Use rings with an AR of 5 or a bit higher, as lower ARs will result in a weave too tight to be woven at all. Only very narrow strips consisting basically of weave border rings only (like 'standard' GSG) work at ARs down to around 4.6 (FYI: these numbers are real, measured ones, NOT mandrel diameter based).
As I experienced the 'GSG-style' (=sideways) weaving direction the most versatile and well behaving one, I will show the making of ONE biased example here; others can be made in similar ways. Start working in GSG direction - oraat style, half-row for half-row - NO speed weaving. Use that technique to make a 3-column wide GSG. A tutorial for creating three-column GSG is in the weave articles section as well, if the starting seems to become a show stopper for you.
Then widen that GSG to four rows at one side - just add a pair of rings.
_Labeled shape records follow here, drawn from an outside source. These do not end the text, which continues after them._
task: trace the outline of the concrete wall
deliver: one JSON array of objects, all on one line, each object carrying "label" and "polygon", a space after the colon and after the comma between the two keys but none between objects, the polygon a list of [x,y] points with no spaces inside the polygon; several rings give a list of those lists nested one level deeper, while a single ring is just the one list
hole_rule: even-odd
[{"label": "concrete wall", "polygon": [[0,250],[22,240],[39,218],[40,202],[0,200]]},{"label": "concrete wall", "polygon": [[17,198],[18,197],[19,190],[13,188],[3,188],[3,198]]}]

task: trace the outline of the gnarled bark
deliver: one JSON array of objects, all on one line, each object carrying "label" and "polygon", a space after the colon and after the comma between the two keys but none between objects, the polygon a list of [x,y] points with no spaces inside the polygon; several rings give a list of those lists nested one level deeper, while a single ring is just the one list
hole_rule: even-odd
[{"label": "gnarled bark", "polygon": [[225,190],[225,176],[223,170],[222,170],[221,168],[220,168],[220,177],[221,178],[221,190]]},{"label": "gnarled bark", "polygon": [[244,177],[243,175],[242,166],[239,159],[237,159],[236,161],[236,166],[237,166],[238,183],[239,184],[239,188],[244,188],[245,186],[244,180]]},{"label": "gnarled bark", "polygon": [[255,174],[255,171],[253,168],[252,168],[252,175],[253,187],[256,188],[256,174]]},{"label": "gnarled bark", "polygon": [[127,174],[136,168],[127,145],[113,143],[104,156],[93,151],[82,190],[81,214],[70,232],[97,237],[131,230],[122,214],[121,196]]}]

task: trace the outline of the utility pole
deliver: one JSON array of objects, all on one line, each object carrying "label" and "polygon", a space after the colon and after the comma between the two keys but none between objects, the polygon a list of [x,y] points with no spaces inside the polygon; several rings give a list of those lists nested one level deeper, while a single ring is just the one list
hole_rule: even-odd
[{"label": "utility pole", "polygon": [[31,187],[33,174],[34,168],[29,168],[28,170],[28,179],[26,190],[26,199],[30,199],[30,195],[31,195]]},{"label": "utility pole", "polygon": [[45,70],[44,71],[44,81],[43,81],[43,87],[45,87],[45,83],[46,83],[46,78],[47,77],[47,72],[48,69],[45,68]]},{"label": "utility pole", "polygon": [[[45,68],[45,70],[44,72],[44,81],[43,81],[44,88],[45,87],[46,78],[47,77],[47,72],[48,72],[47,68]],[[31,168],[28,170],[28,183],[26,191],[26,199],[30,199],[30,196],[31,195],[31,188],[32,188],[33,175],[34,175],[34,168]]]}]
If you have four rows, you already know the technique to widen the pattern sideways and have one side of the pattern.
Leaving the number of rings used to widen the one side away at the other strip side is straightforward thinking.
After having reached a sufficient amount of rows the starter piece can be removed, or maybe tapered down to a single clasp attachment ring - finishing the chain by tapering down works similar.
Once you have gained some experience, you may use the very same technique with narrower strips, maybe biasing in the other direction, changing the biasing amount (= changing the number of rows woven straight before one or even more rings are added), and much more. Just go playing at that playground. You won't be disappointed, as nearly all weaving directions result in fine looking weaves, that always hold their shape very well - and yield sometimes astonishing results.